Lyndon's Review Question 7 clarification

Postby Michael Novelo 4G » Sat Mar 16, 2019 6:19 pm

Did anyone who attended Lyndon's review session know how he got E (knot) = 1.26 I know he said to use Delta G = -nFE since it is a state function but I'm confused on the math aspect of it. He said n=3 for the first line and , n=1 for the second line and the total should equal to n=2. are we subtracting delta G when n= 3 from delta G when n=1 or some other way? I got a very large number trying to do that but if anyone can clarify that'd be great thank you.

405112316
Posts: 62
Joined: Fri Sep 28, 2018 12:17 am

Re: Lyndon's Review Question 7 clarification

Postby 405112316 » Sat Mar 16, 2019 8:45 pm

delta G = delta G (eq 1) - delta G (eq 2)

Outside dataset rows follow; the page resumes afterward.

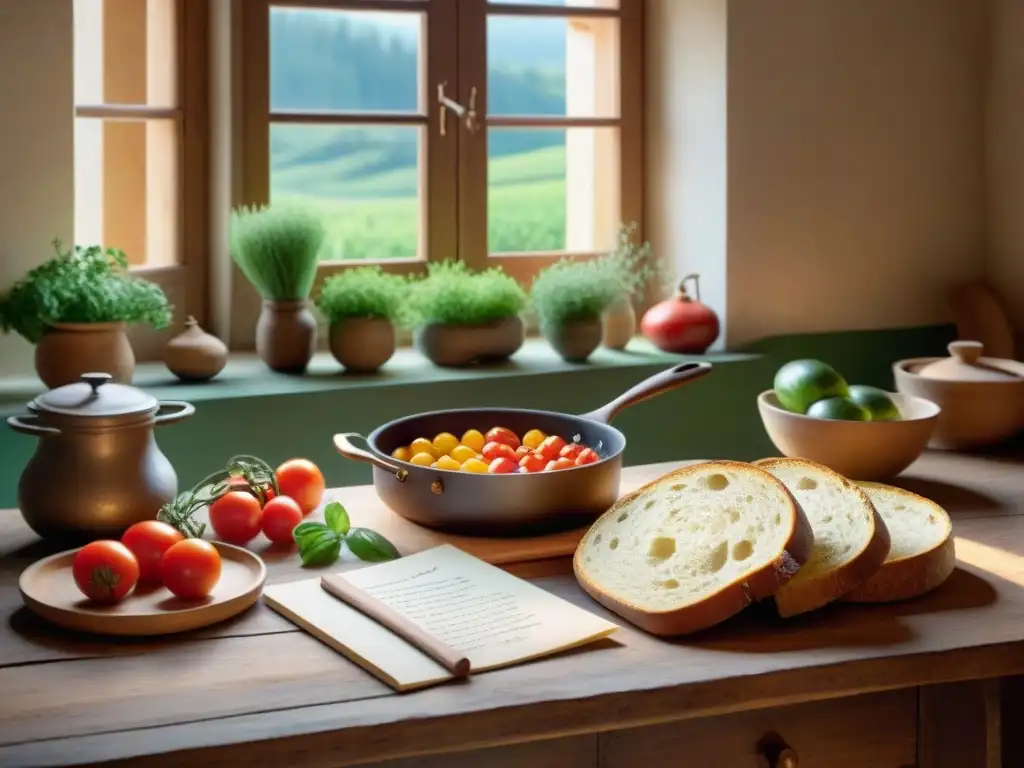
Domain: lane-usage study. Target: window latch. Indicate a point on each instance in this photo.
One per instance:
(465, 114)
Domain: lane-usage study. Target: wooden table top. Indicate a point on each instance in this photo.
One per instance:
(258, 689)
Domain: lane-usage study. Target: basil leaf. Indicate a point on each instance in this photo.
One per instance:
(370, 546)
(321, 550)
(337, 518)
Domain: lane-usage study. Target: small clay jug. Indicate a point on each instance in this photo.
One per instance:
(361, 344)
(195, 354)
(70, 349)
(286, 335)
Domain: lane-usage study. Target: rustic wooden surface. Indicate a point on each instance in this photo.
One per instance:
(258, 690)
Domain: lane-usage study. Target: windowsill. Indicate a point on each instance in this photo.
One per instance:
(247, 376)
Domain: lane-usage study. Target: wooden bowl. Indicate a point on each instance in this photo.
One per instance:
(857, 450)
(48, 589)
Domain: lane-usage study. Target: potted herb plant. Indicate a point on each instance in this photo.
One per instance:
(276, 247)
(569, 298)
(363, 306)
(464, 317)
(76, 307)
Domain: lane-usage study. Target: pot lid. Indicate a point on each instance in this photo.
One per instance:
(97, 396)
(966, 364)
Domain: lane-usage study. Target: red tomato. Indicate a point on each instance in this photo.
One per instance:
(502, 465)
(503, 435)
(281, 515)
(104, 570)
(148, 541)
(237, 516)
(550, 448)
(532, 462)
(302, 480)
(558, 464)
(497, 451)
(190, 568)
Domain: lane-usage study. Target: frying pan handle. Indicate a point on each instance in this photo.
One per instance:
(648, 388)
(343, 443)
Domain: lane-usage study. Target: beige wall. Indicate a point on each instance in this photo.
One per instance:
(36, 144)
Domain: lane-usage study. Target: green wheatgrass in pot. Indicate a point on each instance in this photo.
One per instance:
(86, 284)
(452, 294)
(278, 249)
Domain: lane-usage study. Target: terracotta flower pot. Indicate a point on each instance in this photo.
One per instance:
(70, 349)
(456, 345)
(286, 336)
(361, 344)
(576, 341)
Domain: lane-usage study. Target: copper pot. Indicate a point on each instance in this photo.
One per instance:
(97, 468)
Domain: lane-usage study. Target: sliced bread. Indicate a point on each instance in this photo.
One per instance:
(923, 553)
(693, 547)
(850, 539)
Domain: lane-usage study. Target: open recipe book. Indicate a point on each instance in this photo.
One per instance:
(492, 616)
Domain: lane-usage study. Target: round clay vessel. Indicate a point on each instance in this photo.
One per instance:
(286, 336)
(361, 344)
(195, 354)
(457, 345)
(576, 341)
(70, 349)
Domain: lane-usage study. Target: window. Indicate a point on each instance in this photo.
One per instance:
(494, 132)
(139, 137)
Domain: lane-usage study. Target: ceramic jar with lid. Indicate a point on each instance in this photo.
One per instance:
(97, 468)
(982, 398)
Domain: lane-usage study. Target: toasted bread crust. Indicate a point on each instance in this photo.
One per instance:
(913, 576)
(729, 600)
(827, 587)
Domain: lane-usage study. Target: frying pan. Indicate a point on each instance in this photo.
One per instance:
(506, 504)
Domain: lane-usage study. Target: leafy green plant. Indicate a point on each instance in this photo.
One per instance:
(451, 293)
(278, 248)
(83, 285)
(363, 292)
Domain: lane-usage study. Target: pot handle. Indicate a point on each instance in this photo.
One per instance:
(343, 443)
(648, 388)
(27, 425)
(179, 410)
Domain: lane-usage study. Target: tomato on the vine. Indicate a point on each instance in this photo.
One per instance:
(190, 568)
(148, 541)
(237, 516)
(104, 570)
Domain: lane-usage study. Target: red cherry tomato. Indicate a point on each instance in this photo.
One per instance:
(502, 465)
(532, 462)
(302, 480)
(237, 516)
(557, 464)
(503, 435)
(497, 451)
(551, 446)
(281, 515)
(190, 568)
(148, 541)
(104, 570)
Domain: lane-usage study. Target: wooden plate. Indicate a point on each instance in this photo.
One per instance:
(48, 589)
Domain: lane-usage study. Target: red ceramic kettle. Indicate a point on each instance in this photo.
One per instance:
(681, 324)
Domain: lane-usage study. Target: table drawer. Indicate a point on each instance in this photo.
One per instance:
(876, 730)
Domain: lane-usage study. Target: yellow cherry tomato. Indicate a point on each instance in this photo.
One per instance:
(475, 466)
(463, 454)
(446, 462)
(474, 439)
(423, 459)
(534, 438)
(444, 442)
(422, 445)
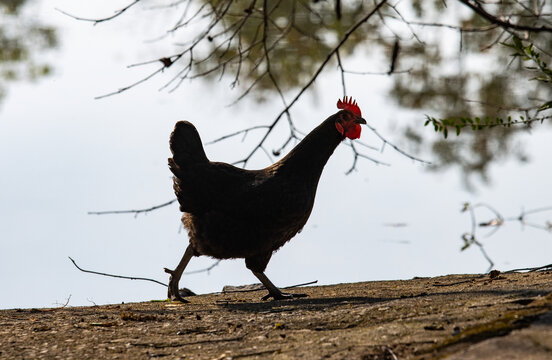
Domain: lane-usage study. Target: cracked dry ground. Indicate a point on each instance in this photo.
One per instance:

You are subtracting the delta Gs from each other, but also be very aware of the negative signs from -nFE.
In total it should be:

-nFE(total) = -nFE(eq1) + nFE(eq2)

You will get 1.26 V

Michael Novelo 4G
Posts: 64
Joined: Fri Sep 28, 2018 12:28 am

Re: Lyndon's Review Question 7 clarification

Postby Michael Novelo 4G » Sat Mar 16, 2019 9:44 pm

alright I understand we subtract them from each other but what values are we plugging in to get the 1.26V? delta G = -(3 x 96,485 x 1.40) - (-1 x 96,485 x -1.69) is what I'm doing and that's wrong.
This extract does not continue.